Preparations had been made to fly her abroad, but a military source told AFP she was too ill to travel. Mr Carney said US forces were ready to offer transport and treatment to the teenager if needed.

The Pakistani provincial government announced a 10 million rupee ($104,000) reward for information leading to the arrest of Malala's attackers and Interior Minister Rehman Malik has promised to catch the gunmen.

Officers in Swat say dozens of people were rounded up after the attack but no one has been charged.

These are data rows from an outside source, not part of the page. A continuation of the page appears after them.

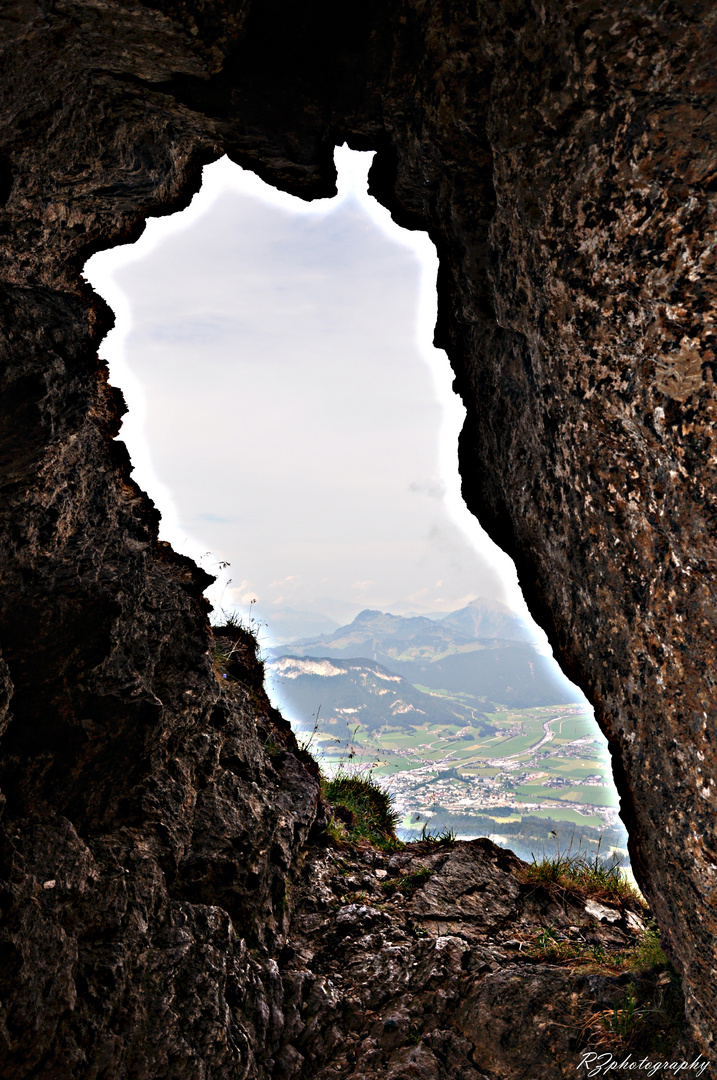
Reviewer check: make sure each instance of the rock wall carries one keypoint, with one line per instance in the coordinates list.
(563, 159)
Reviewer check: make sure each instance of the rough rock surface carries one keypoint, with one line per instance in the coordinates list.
(562, 157)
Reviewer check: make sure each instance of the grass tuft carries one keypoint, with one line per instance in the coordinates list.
(363, 811)
(583, 877)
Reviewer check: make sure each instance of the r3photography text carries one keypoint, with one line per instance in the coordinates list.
(601, 1064)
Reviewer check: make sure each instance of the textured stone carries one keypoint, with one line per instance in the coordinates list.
(563, 159)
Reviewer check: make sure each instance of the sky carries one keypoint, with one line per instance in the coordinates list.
(288, 414)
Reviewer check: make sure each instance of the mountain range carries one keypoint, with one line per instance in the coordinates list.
(481, 653)
(338, 694)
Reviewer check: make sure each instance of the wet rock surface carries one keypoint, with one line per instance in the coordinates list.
(563, 159)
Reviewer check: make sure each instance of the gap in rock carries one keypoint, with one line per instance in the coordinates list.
(297, 430)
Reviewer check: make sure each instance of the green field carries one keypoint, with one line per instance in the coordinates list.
(500, 768)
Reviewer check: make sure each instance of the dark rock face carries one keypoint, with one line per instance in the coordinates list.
(563, 159)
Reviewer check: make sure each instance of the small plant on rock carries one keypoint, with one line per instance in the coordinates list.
(363, 810)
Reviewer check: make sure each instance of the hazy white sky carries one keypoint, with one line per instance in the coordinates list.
(287, 412)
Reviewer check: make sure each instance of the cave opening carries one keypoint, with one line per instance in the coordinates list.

Local residents say four businessmen and outspoken anti-militancy advocates have been shot in Swat in recent months, raising fears about the scenic valley which Pakistan has been trying to restore as a tourist destination.

Mingora police station chief Ahmad Shah told AFP that nearly 200 people had been detained over Malala's shooting, including the bus driver and a school watchman, but that most had been released.

"Police were on alert already, but after this latest incident we are now carrying out nightly search operations on a daily basis to prevent such incidents," Shah said.

Commentators have questioned whether anything will really change in Pakistan after the killing, despite a call from the army chief General Ashfaq Kayani to further unite against militants and their "barbaric mindset".

Many in the country blame the United States and the war in neighbouring Afghanistan for the violence. The Pakistani intelligence services have been accused of playing a double game in supporting or at least accommodating Islamist militant groups.

The Taliban, who have killed thousands of people across Pakistan in the last five years and destroyed hundreds of girls' schools, have issued a statement saying that any female who opposes them should be killed.